No matter how often darker memories surface,
her kind face, soft voice, and soothing touch
I can always remember.

When I search here I find a sense of contentment
from a love
enriched by kindness, compassion, and caring.

My childhood is a mixture
of what I cannot recall,
of what I cannot forget,
and what I want to remember forever.

PHOTOGRAPH: The author, early elementary school, Kentucky (late 1950s).

Billie Holladay Skelley3

ABOUT THE AUTHOR: Billie Holladay Skelley is a registered nurse by profession and received her bachelor’s and master’s degrees from the University of Wisconsin in Madison. She has written health-related articles for both professional and lay journals. Since her retirement from the nursing profession, she has enjoyed focusing her writing efforts on different topics and disciplines for various forums. The creative process she used in this poem involved sifting through childhood occurrences that happened long ago, and stratifying those memories by the ones that still linger to the present day.

snow-sled
A Very Good Day at Four
by Marsha Schuh

It’s cold. The sky is shady,
but I see bright flashes in and out
between the tall black trees.
golden sprinkles of sunshine warm my face.

I smell snow, reach down and touch it,
soft and white like Dairy Queen,
my favorite. I think I’ll taste it, poke
my mitten into it. My hand disappears.

The snow is higher than my boots.

I stand on the stoop watching daddy;
his black galoshes with silver claspers
clomp into the snow. “Follow me, lilla vän.”
But Daddy, I’m too little.

He holds out his hand.
“Walk in my steps;
I’ll make a path your size.”
He makes galoshes holes, and I step in them.

It takes a long time to get to the ponies,
but daddy lifts me up to touch them.
They feel rough and soft together
like Bingo my teddy bear.

The big pony stomps. I pull back
my hand. When he breathes,
he blows big puffs of clouds.
He sneezes, and I hide my face in daddy’s neck.

I want to go back home for ginger snaps,
hot chocolate milk with momma,
but the pony bows his head and rubs
my cheek with his soft black nose.
It’s warm.

AUTHOR’S NOTE ON THE PHOTOGRAPH: This photo of me as a child of four riding sled was taken at Haram Farm, the Florsheim Estate in Halfday, Illinois. We lived in the gatehouse.

NOTE FROM THE AUTHOR: This poem was inspired by my very earliest memory—one that I remember rather than one someone else told me. The cold, the warmth, the terror and excitement of being so close to such a large creature, and the comfort of my dad’s arms made this an experience that has stayed with me all of my long life. It is told from my child’s perspective.

marsha

ABOUT THE AUTHOR: Marsha Schuh is author of Ghost Whispers, a chapbook about what it was like to grow up happy in a Swedish-American family.
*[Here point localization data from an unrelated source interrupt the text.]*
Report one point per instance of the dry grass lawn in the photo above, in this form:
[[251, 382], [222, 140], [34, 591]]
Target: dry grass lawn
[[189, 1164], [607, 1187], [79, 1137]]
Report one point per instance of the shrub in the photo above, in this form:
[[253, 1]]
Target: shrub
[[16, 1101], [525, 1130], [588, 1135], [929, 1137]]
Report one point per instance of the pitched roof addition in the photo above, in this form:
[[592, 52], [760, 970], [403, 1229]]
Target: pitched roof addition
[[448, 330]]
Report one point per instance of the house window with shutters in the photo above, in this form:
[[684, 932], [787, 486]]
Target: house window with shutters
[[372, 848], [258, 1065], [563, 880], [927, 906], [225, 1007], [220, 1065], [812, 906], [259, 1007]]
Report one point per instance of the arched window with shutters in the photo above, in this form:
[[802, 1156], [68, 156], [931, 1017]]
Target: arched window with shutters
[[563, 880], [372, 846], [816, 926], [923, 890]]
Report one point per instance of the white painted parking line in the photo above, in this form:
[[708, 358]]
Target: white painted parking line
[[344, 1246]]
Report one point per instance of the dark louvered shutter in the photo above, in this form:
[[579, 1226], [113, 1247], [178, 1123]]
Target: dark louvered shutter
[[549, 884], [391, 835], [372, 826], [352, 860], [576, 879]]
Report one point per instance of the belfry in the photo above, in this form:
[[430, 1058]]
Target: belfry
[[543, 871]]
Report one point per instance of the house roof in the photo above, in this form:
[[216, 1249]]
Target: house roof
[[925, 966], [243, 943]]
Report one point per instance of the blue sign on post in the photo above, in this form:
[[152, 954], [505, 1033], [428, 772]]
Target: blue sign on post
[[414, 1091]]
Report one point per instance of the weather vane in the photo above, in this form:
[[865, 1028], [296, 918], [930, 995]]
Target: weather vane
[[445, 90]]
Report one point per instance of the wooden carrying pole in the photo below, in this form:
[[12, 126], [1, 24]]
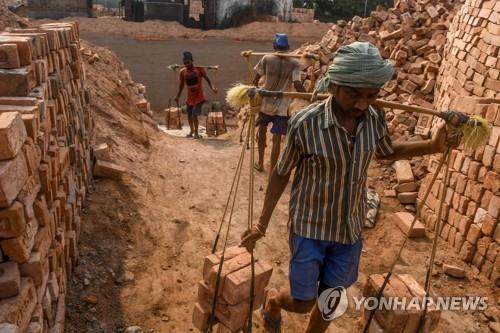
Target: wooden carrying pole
[[249, 53], [379, 102]]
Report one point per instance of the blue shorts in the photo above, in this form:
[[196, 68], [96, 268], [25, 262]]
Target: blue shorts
[[330, 263], [194, 110], [280, 123]]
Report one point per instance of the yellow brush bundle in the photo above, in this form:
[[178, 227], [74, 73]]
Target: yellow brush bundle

She taught English at California State University, San Bernardino until last year. Retirement as given her the chance to enjoy family, reading, writing, teaching, traveling, and most recently, long-arm quilting. Marsha’s work has appeared in Pacific Review, Badlands, Sand Canyon Review, Shuf, Inlandia Journal, Carnival, and other journals. She also co-authored a college textbook, Computer Networking, published by Prentice-Hall and recently figured out how to turn the appendix about converting decimal to binary into poetry. Marsha and her husband Dave live in Ontario, California.